They drew lots for which boy was assigned to which dragon, that way no one could claim that Kiron had shown any favoritism in his assignments. As it happened, Orest and Toreth got the two easiest to handle, saving only the two captured females, which had already gone to the edge of the desert to await their suitors. One was a huge swamp dragon that Kiron suspected was actually a cross-breed, terribly lazy; the other was a small male desert dragon that, provided you didn’t move too quickly and made certain he had his full ration of tala, was no worse than any of the fledgling-caught desert dragons. The rest, however, were typical Altan Jousting dragons, which was to say, by Tian standards, difficult.
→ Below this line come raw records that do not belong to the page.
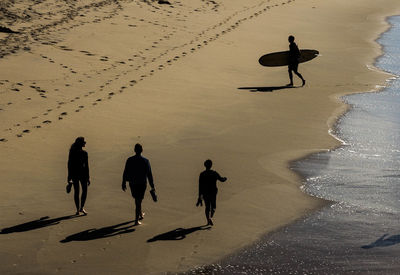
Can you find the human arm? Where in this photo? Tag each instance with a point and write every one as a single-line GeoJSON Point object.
{"type": "Point", "coordinates": [150, 177]}
{"type": "Point", "coordinates": [199, 199]}
{"type": "Point", "coordinates": [69, 168]}
{"type": "Point", "coordinates": [87, 167]}
{"type": "Point", "coordinates": [124, 176]}
{"type": "Point", "coordinates": [221, 179]}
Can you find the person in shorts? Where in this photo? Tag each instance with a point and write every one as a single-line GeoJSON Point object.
{"type": "Point", "coordinates": [137, 172]}
{"type": "Point", "coordinates": [208, 190]}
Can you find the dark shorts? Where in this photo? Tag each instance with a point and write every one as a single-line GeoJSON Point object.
{"type": "Point", "coordinates": [210, 200]}
{"type": "Point", "coordinates": [293, 67]}
{"type": "Point", "coordinates": [137, 190]}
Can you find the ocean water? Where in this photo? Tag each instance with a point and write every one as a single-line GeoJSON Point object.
{"type": "Point", "coordinates": [360, 232]}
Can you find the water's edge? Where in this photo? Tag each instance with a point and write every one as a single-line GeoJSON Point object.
{"type": "Point", "coordinates": [234, 263]}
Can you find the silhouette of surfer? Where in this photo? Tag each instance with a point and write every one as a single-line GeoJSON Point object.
{"type": "Point", "coordinates": [294, 55]}
{"type": "Point", "coordinates": [78, 172]}
{"type": "Point", "coordinates": [137, 171]}
{"type": "Point", "coordinates": [208, 190]}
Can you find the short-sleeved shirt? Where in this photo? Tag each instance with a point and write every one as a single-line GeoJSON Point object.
{"type": "Point", "coordinates": [78, 166]}
{"type": "Point", "coordinates": [138, 170]}
{"type": "Point", "coordinates": [294, 53]}
{"type": "Point", "coordinates": [208, 182]}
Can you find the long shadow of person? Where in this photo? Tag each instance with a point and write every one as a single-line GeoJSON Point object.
{"type": "Point", "coordinates": [36, 224]}
{"type": "Point", "coordinates": [104, 232]}
{"type": "Point", "coordinates": [177, 234]}
{"type": "Point", "coordinates": [383, 241]}
{"type": "Point", "coordinates": [266, 89]}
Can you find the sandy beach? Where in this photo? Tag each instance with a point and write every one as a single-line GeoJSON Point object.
{"type": "Point", "coordinates": [183, 80]}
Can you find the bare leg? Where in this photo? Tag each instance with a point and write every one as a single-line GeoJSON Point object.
{"type": "Point", "coordinates": [138, 210]}
{"type": "Point", "coordinates": [76, 195]}
{"type": "Point", "coordinates": [290, 77]}
{"type": "Point", "coordinates": [83, 197]}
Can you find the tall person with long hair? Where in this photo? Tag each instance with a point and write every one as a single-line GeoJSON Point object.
{"type": "Point", "coordinates": [78, 173]}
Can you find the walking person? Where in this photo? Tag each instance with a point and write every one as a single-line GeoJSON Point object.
{"type": "Point", "coordinates": [78, 173]}
{"type": "Point", "coordinates": [294, 55]}
{"type": "Point", "coordinates": [137, 171]}
{"type": "Point", "coordinates": [208, 190]}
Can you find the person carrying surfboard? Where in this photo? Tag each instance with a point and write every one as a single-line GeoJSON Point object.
{"type": "Point", "coordinates": [208, 190]}
{"type": "Point", "coordinates": [294, 55]}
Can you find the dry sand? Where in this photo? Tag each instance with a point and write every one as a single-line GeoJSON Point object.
{"type": "Point", "coordinates": [169, 77]}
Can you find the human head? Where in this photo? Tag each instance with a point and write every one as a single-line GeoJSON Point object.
{"type": "Point", "coordinates": [138, 149]}
{"type": "Point", "coordinates": [208, 164]}
{"type": "Point", "coordinates": [80, 142]}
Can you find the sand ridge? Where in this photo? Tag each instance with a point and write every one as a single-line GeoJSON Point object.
{"type": "Point", "coordinates": [78, 75]}
{"type": "Point", "coordinates": [180, 96]}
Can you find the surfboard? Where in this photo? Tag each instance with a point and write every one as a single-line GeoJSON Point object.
{"type": "Point", "coordinates": [282, 58]}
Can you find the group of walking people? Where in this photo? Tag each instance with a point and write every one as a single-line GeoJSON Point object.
{"type": "Point", "coordinates": [137, 173]}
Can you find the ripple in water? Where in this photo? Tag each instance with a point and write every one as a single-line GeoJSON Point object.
{"type": "Point", "coordinates": [360, 232]}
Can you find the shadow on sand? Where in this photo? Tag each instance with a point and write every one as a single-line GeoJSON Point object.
{"type": "Point", "coordinates": [266, 89]}
{"type": "Point", "coordinates": [177, 234]}
{"type": "Point", "coordinates": [104, 232]}
{"type": "Point", "coordinates": [36, 224]}
{"type": "Point", "coordinates": [383, 241]}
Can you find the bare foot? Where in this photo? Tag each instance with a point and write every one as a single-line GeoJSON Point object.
{"type": "Point", "coordinates": [83, 211]}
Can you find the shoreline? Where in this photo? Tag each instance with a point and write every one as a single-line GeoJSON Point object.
{"type": "Point", "coordinates": [248, 146]}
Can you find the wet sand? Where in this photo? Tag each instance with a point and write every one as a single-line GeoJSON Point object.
{"type": "Point", "coordinates": [171, 78]}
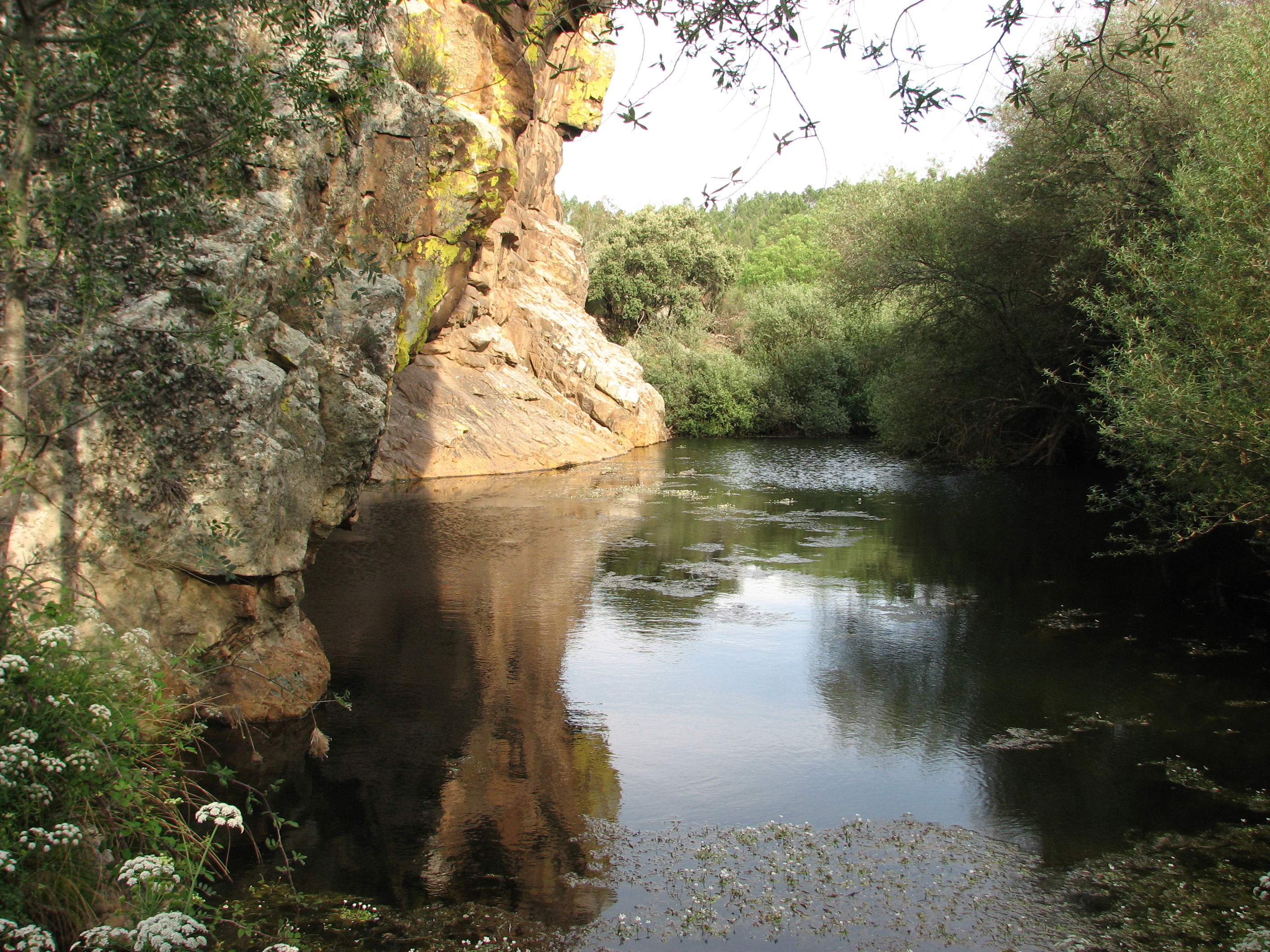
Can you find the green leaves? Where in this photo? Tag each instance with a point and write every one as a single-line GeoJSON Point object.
{"type": "Point", "coordinates": [663, 263]}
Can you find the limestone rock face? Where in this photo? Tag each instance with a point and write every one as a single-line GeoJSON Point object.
{"type": "Point", "coordinates": [226, 419]}
{"type": "Point", "coordinates": [521, 379]}
{"type": "Point", "coordinates": [520, 376]}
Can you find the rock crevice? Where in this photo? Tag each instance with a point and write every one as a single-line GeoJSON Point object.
{"type": "Point", "coordinates": [229, 417]}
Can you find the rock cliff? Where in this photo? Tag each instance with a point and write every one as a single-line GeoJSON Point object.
{"type": "Point", "coordinates": [412, 257]}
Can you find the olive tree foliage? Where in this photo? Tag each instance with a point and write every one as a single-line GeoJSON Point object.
{"type": "Point", "coordinates": [970, 286]}
{"type": "Point", "coordinates": [659, 263]}
{"type": "Point", "coordinates": [1184, 398]}
{"type": "Point", "coordinates": [124, 124]}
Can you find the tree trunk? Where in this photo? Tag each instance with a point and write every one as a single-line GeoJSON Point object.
{"type": "Point", "coordinates": [16, 399]}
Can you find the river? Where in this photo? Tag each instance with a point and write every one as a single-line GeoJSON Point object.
{"type": "Point", "coordinates": [568, 688]}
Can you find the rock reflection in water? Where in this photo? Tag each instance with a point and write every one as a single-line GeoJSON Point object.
{"type": "Point", "coordinates": [460, 772]}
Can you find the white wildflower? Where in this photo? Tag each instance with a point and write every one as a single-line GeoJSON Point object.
{"type": "Point", "coordinates": [60, 636]}
{"type": "Point", "coordinates": [156, 871]}
{"type": "Point", "coordinates": [64, 834]}
{"type": "Point", "coordinates": [220, 814]}
{"type": "Point", "coordinates": [102, 937]}
{"type": "Point", "coordinates": [10, 665]}
{"type": "Point", "coordinates": [168, 932]}
{"type": "Point", "coordinates": [1263, 889]}
{"type": "Point", "coordinates": [16, 758]}
{"type": "Point", "coordinates": [83, 760]}
{"type": "Point", "coordinates": [28, 938]}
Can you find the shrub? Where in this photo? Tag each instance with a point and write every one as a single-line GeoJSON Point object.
{"type": "Point", "coordinates": [1185, 391]}
{"type": "Point", "coordinates": [709, 391]}
{"type": "Point", "coordinates": [93, 789]}
{"type": "Point", "coordinates": [665, 263]}
{"type": "Point", "coordinates": [801, 343]}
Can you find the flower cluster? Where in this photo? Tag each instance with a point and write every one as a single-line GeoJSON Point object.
{"type": "Point", "coordinates": [1263, 889]}
{"type": "Point", "coordinates": [16, 757]}
{"type": "Point", "coordinates": [27, 938]}
{"type": "Point", "coordinates": [64, 834]}
{"type": "Point", "coordinates": [220, 814]}
{"type": "Point", "coordinates": [83, 760]}
{"type": "Point", "coordinates": [12, 665]}
{"type": "Point", "coordinates": [168, 932]}
{"type": "Point", "coordinates": [61, 636]}
{"type": "Point", "coordinates": [156, 871]}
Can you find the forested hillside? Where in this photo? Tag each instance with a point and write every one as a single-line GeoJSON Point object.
{"type": "Point", "coordinates": [1095, 288]}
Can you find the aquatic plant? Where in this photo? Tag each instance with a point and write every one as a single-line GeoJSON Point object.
{"type": "Point", "coordinates": [872, 883]}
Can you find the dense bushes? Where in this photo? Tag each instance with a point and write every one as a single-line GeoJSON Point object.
{"type": "Point", "coordinates": [771, 356]}
{"type": "Point", "coordinates": [1185, 394]}
{"type": "Point", "coordinates": [662, 263]}
{"type": "Point", "coordinates": [1098, 286]}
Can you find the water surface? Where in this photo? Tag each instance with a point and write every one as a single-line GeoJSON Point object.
{"type": "Point", "coordinates": [733, 632]}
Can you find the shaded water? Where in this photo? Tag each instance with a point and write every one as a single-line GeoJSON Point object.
{"type": "Point", "coordinates": [736, 631]}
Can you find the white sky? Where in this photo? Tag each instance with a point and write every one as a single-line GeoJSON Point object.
{"type": "Point", "coordinates": [698, 135]}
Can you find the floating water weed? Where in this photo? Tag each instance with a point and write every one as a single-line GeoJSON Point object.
{"type": "Point", "coordinates": [1024, 739]}
{"type": "Point", "coordinates": [874, 883]}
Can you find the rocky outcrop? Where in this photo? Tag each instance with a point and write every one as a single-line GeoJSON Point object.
{"type": "Point", "coordinates": [520, 377]}
{"type": "Point", "coordinates": [224, 422]}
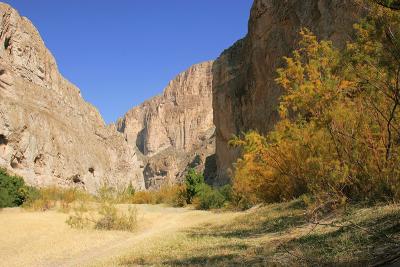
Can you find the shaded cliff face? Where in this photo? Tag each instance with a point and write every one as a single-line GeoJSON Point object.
{"type": "Point", "coordinates": [48, 133]}
{"type": "Point", "coordinates": [245, 95]}
{"type": "Point", "coordinates": [174, 131]}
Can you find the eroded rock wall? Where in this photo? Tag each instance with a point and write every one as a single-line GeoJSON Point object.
{"type": "Point", "coordinates": [174, 131]}
{"type": "Point", "coordinates": [48, 133]}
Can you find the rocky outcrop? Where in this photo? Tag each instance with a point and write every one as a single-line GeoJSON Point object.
{"type": "Point", "coordinates": [48, 133]}
{"type": "Point", "coordinates": [245, 95]}
{"type": "Point", "coordinates": [174, 131]}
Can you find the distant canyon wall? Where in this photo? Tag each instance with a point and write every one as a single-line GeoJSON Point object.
{"type": "Point", "coordinates": [48, 133]}
{"type": "Point", "coordinates": [174, 131]}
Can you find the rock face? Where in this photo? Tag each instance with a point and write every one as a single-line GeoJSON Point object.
{"type": "Point", "coordinates": [245, 95]}
{"type": "Point", "coordinates": [174, 131]}
{"type": "Point", "coordinates": [48, 133]}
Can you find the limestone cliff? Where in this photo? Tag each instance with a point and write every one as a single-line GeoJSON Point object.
{"type": "Point", "coordinates": [174, 131]}
{"type": "Point", "coordinates": [48, 133]}
{"type": "Point", "coordinates": [245, 95]}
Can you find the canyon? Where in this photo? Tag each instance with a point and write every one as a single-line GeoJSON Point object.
{"type": "Point", "coordinates": [50, 136]}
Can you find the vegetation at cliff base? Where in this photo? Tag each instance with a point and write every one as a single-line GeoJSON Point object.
{"type": "Point", "coordinates": [338, 138]}
{"type": "Point", "coordinates": [13, 190]}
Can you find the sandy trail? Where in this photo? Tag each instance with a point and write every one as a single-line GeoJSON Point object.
{"type": "Point", "coordinates": [44, 239]}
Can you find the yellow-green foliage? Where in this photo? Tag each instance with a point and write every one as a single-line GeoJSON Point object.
{"type": "Point", "coordinates": [338, 138]}
{"type": "Point", "coordinates": [55, 197]}
{"type": "Point", "coordinates": [104, 214]}
{"type": "Point", "coordinates": [174, 195]}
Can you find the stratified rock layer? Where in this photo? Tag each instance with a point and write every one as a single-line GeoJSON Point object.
{"type": "Point", "coordinates": [174, 131]}
{"type": "Point", "coordinates": [245, 95]}
{"type": "Point", "coordinates": [48, 133]}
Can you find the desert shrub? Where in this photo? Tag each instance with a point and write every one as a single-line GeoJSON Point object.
{"type": "Point", "coordinates": [193, 180]}
{"type": "Point", "coordinates": [105, 215]}
{"type": "Point", "coordinates": [144, 197]}
{"type": "Point", "coordinates": [174, 195]}
{"type": "Point", "coordinates": [208, 198]}
{"type": "Point", "coordinates": [338, 138]}
{"type": "Point", "coordinates": [13, 190]}
{"type": "Point", "coordinates": [55, 197]}
{"type": "Point", "coordinates": [113, 219]}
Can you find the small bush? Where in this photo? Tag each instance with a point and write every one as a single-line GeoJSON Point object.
{"type": "Point", "coordinates": [192, 181]}
{"type": "Point", "coordinates": [172, 195]}
{"type": "Point", "coordinates": [52, 197]}
{"type": "Point", "coordinates": [208, 198]}
{"type": "Point", "coordinates": [106, 217]}
{"type": "Point", "coordinates": [13, 190]}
Kiron introduced the boys to their charges slowly, one each day, while the remaining boys watched during the entire day. He kept Orest and Toreth for last, so that when they actually got their dragons, they had seen (and helped with) virtually every problem that the draconic mind could come up with saving only illness and injury. They were both prepared for the worst, probably expecting that Kiron had saved the worst for last, so as a result, they were completely on their guard and unlikely to let their guard down for the moon or so it would take before the eggs were laid. Of all things, Kiron did not want them to trust their dragons at all. It had been his experience that injuries happened when dragon boys took the tameness of their charges for granted, and became just a little careless in their presence. Perhaps they pressed their charges in a way that they would never have considered with a wilder dragon. Perhaps they turned their backs one too many times. Or perhaps they made a slip they would have been too wary to do in the presence of a more dangerous beast. It did always seem to be the ones that everyone considered the best behaved who inflicted the worst injuries.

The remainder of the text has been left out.